Materials and methods

Cell lines and cell culture

Experiments used HepG2 cells, an immortalized human hepatocyte cell line (ATCC HB-8065), and HEK293 cells, an immortalized human kidney cell line (American Type Culture Collection [ATCC] CRL-1573). Cells were cultured in DMEM-F12 supplemented with 10% fetal bovine serum (FBS) and 1% penicillin/streptomycin.

piggyBac-mediated stable transfection of HepG2 cells and generation of clonal cell lines

HepG2 cells were transfected with a piggyBac-compatible vector containing an expression cassette that is under the control of the CAG promoter (GenBank: OK413188). This cassette allows the expression of moxGFP-NLS and NanoLuc luciferase linked by a P2A site, which is followed by an internal ribosome entry site (IRES) region and a puromycin resistance gene (see plasmid map in Figure S1A). Cells were co-transfected with the transgene/transposon plasmid and a plasmid encoding codon-optimized hyperactive piggyBac transpose at a ratio of 3:1 (transposon/transposase). Transfection was performed using Lipofectamine 3000 (L3000008; Thermo Fisher Scientific), according to the manufacturer’s instructions. After 3 days, cells were trypsinized and plated at low density. After an additional 3 days, cells were placed on puromycin selection. After 10–14 days, moxGFP+ cell-single clusters were identified on fluorescent microscopy, and individual clusters were transferred to wells of a 96-well plate by detaching and aspirating them carefully with a 1 mL filtered tip. After 2 days of attachment, cell colonies were broken up into single cells using trypsin. These clonal populations were further expanded and analyzed.

Lentivirus production and lentiviral-mediated transduction

The identical moxGFP-P2A-NanoLuc cassette was cloned into a lentiviral vector (see plasmid map in Figure S1B and GenBank: OK413189). Lentiviral particles were generated by co-transfecting the plasmid with packaging plasmids according to published protocols. Aliquots of lentiviral containing media were thawed and added directly to HepG2 cells in a 6-well plate. Expression of moxGFP was monitored using fluorescent microscopy. Normal human dermal fibroblast cells were obtained from ATCC (PCS-201-012).
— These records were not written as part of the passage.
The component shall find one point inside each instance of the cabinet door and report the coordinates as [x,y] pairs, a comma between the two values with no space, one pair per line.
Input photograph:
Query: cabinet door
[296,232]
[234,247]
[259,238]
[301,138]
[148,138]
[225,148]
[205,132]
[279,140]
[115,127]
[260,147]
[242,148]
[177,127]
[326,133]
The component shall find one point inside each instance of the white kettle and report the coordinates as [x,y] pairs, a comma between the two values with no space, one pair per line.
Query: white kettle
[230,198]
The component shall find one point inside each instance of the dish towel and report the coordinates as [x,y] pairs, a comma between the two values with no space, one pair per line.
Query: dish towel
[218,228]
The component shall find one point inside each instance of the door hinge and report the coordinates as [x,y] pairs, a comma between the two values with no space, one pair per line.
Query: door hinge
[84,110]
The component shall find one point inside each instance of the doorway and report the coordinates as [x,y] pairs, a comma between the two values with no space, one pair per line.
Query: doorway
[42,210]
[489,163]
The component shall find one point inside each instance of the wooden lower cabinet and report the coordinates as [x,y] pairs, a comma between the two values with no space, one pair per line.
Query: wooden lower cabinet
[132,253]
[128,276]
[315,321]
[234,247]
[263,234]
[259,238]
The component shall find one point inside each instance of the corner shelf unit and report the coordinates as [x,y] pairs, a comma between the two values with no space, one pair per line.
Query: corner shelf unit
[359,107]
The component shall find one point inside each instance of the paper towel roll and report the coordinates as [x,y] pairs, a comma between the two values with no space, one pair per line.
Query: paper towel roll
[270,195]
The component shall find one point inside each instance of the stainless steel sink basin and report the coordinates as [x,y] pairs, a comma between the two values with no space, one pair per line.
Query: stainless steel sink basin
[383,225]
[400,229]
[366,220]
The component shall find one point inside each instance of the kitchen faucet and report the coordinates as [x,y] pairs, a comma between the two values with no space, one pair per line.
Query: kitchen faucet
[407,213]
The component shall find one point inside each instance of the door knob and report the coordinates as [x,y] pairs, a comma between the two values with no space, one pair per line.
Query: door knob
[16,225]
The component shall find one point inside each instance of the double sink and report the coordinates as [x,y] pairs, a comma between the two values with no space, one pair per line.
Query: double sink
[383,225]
Genomic DNA extraction, WGA, and TE biopsies

For experiments with immortalized cells, genomic DNA (gDNA) was extracted using the GeneJET Genomic DNA Purification Kit (K0722; Thermo Fisher Scientific) according to the manufacturer’s protocol. For experiments with rhesus macaque embryos, TE biopsies were performed (described below), followed by WGA using REPLIg (150345; Qiagen) according to the manufacturer’s instructions. The WGA product was purified using Ampure XP beads (Beckman Coulter) at a bead-to-sample ratio of 0.9.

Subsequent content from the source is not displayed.